Non basta dire «fermati»: bisogna urlare chiedendo aiuto. Altrimenti non esiste il reato di violenza sessuale. Lo ha stabilito il tribunale di Torino con una sentenza con cui ha assolto un uomo con formula piena dall’accusa di violenza sessuale.

Secondo i giudici piemontesi, la vittima della violenza si è limitata a tentare di fermare l’uomo che la stava toccando – un collega di lavoro – dicendogli più volte «no, basta». Ma non ha chiesto aiuto a nessuno e – si legge sulla sentenza – «non ha tradito quella emotività che pur doveva suscitare in lei la violazione della sua persona». Insomma, se uno mette le mani addosso a una donna e lei si limita a dire «stai buono» o, alla peggio, «ma come ti permetti?» non c’è reato di violenza sessuale.

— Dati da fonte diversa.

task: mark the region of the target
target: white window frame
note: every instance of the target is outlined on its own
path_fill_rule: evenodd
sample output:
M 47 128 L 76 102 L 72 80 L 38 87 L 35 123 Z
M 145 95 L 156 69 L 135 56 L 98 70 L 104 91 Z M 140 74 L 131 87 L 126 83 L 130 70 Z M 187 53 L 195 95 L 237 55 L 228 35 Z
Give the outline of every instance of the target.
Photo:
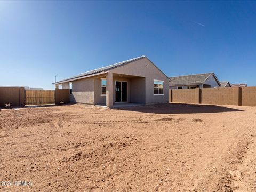
M 100 90 L 100 92 L 101 93 L 101 94 L 100 94 L 100 96 L 106 96 L 106 94 L 102 94 L 102 80 L 106 80 L 106 87 L 107 87 L 107 78 L 100 78 L 100 88 L 101 88 L 101 90 Z M 106 88 L 106 90 L 107 90 L 107 88 Z M 107 92 L 107 90 L 106 90 L 106 91 Z
M 153 85 L 154 85 L 154 82 L 155 81 L 163 82 L 163 93 L 164 92 L 164 81 L 154 79 Z M 155 87 L 154 87 L 153 88 L 155 89 Z M 159 92 L 159 88 L 158 88 L 158 92 Z M 154 93 L 154 89 L 153 89 L 153 93 Z M 164 96 L 164 94 L 153 94 L 153 95 L 154 96 Z

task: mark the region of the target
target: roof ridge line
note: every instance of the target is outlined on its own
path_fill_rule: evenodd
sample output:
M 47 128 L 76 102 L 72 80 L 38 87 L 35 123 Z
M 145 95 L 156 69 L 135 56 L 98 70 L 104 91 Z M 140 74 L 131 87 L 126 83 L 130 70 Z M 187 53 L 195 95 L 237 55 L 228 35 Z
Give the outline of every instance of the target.
M 192 75 L 203 75 L 203 74 L 213 74 L 213 73 L 214 73 L 214 72 L 202 73 L 199 73 L 199 74 L 196 74 L 185 75 L 178 75 L 178 76 L 171 76 L 171 77 L 169 77 L 169 78 L 171 78 L 171 77 L 182 77 L 182 76 L 192 76 Z

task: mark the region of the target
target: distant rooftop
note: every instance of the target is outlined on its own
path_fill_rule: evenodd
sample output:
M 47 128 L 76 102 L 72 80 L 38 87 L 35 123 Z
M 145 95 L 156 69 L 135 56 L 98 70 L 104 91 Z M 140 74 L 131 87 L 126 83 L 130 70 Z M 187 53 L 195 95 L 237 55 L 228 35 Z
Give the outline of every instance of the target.
M 175 86 L 179 85 L 202 84 L 204 84 L 212 75 L 215 76 L 214 73 L 212 72 L 199 74 L 170 77 L 169 77 L 170 79 L 170 85 Z M 218 81 L 218 79 L 217 81 Z
M 247 84 L 246 83 L 240 83 L 236 84 L 231 84 L 231 87 L 247 87 Z
M 220 83 L 221 85 L 221 87 L 225 87 L 227 85 L 227 84 L 229 83 L 229 82 L 228 81 L 220 82 Z M 230 86 L 231 86 L 231 84 L 230 84 Z

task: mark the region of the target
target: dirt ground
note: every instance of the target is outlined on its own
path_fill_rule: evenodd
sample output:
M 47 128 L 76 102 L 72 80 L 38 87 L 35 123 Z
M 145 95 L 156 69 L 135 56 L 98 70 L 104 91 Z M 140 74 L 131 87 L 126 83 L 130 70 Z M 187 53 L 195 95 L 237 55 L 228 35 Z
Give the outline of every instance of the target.
M 244 106 L 2 109 L 0 190 L 256 191 L 255 125 Z

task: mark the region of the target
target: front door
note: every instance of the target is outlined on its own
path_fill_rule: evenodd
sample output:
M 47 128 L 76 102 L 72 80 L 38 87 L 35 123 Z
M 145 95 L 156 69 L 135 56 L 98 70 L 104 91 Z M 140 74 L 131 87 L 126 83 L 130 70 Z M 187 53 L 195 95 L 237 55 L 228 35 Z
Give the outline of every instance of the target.
M 115 102 L 127 102 L 127 82 L 116 81 Z

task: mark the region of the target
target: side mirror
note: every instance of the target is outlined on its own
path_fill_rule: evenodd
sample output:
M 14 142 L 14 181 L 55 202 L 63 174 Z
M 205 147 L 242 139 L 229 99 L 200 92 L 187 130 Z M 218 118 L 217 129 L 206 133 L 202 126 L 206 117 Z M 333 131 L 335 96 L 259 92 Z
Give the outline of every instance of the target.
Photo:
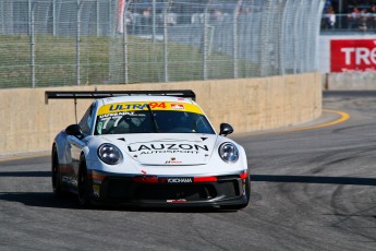
M 78 124 L 71 124 L 65 129 L 68 135 L 80 136 L 82 135 L 81 127 Z
M 233 128 L 230 124 L 228 123 L 220 124 L 219 135 L 227 136 L 231 133 L 233 133 Z

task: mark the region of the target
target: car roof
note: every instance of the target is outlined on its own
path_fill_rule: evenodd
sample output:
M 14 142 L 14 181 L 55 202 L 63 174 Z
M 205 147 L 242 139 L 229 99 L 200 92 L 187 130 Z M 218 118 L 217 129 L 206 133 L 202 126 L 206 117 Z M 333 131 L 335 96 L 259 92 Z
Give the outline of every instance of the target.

Certo, bisogna sempre tenere conto delle prove a disposizione sui casi concreti. Ma, nel caso di Torino, il presunto palpeggiatore è stato assolto. E non solo: la donna dovrà rispondere ora di calunnia, perché il giudice ha ritenuto il suo racconto non verosimile. Anche se già si annuncia ricorso in appello.

Violenza sessuale: il caso di Torino

Nel caso specifico, la donna che ha sporto querela per presunta violenza sessuale è una torinese che lavora alla Croce Rossa del capoluogo piemontese. Alle spalle, un passato di abusi sessuali da parte del padre. Un passato che il pubblico ministero incaricato delle indagini per la presunta violenza sessuale denunciata dalla donna ha fatto riemergere in aula, parlando di «un’esperienza traumatica di abuso infantile reiterato intrafamiliare subìto». Non a caso la donna ha ammesso che quell’uomo querelato, un collega della Croce Rossa più grande di lei che le avrebbe promesso turni meno pesanti in cambio di rapporti sessuali, le ricordava il padre.

La Corte ha chiesto alla donna perché, quando si sentiva toccare nelle stanze dei vari ospedali dove sarebbe avvenuta la violenza sessuale, non ha mai chiesto aiuto. La sua risposta è stata: «Io con le persone troppo forti mi blocco».

Risposte troppo generiche, secondo i giudici, che ritengono paradossale il fatto che la donna non abbia urlato quando il suo presunto aguzzino avrebbe tentato di spogliarla. Sul piano più, per così dire, tecnico, la donna non ha riferito di «sensazioni o condotte molto spesso riscontrabili in racconti di abuso sessuale, sensazioni di sporco, test di gravidanza, dolori in qualche parte del corpo».

Ci sono altri elementi che non convincono la Corte torinese. Come, ad esempio, il fatto che la donna provasse solo «disgusto» in quel momento, senza saper spiegare in che cosa consisteva quella sensazione. E, soprattutto, il fatto che non abbia urlato, che non abbia gridato, che non abbia pianto. E che, a quanto pare, abbia continuato normalmente il suo turno in Croce Rossa anche dopo gli abusi senza avere mai detto niente a nessuno.

L’imputato non ha mai negato i palpeggiamenti, ma ha sempre sostenuto che la donna era consenziente. Il tribunale di Torino lo ha assolto «perché il fatto – cioè la violenza sessuale – non sussiste».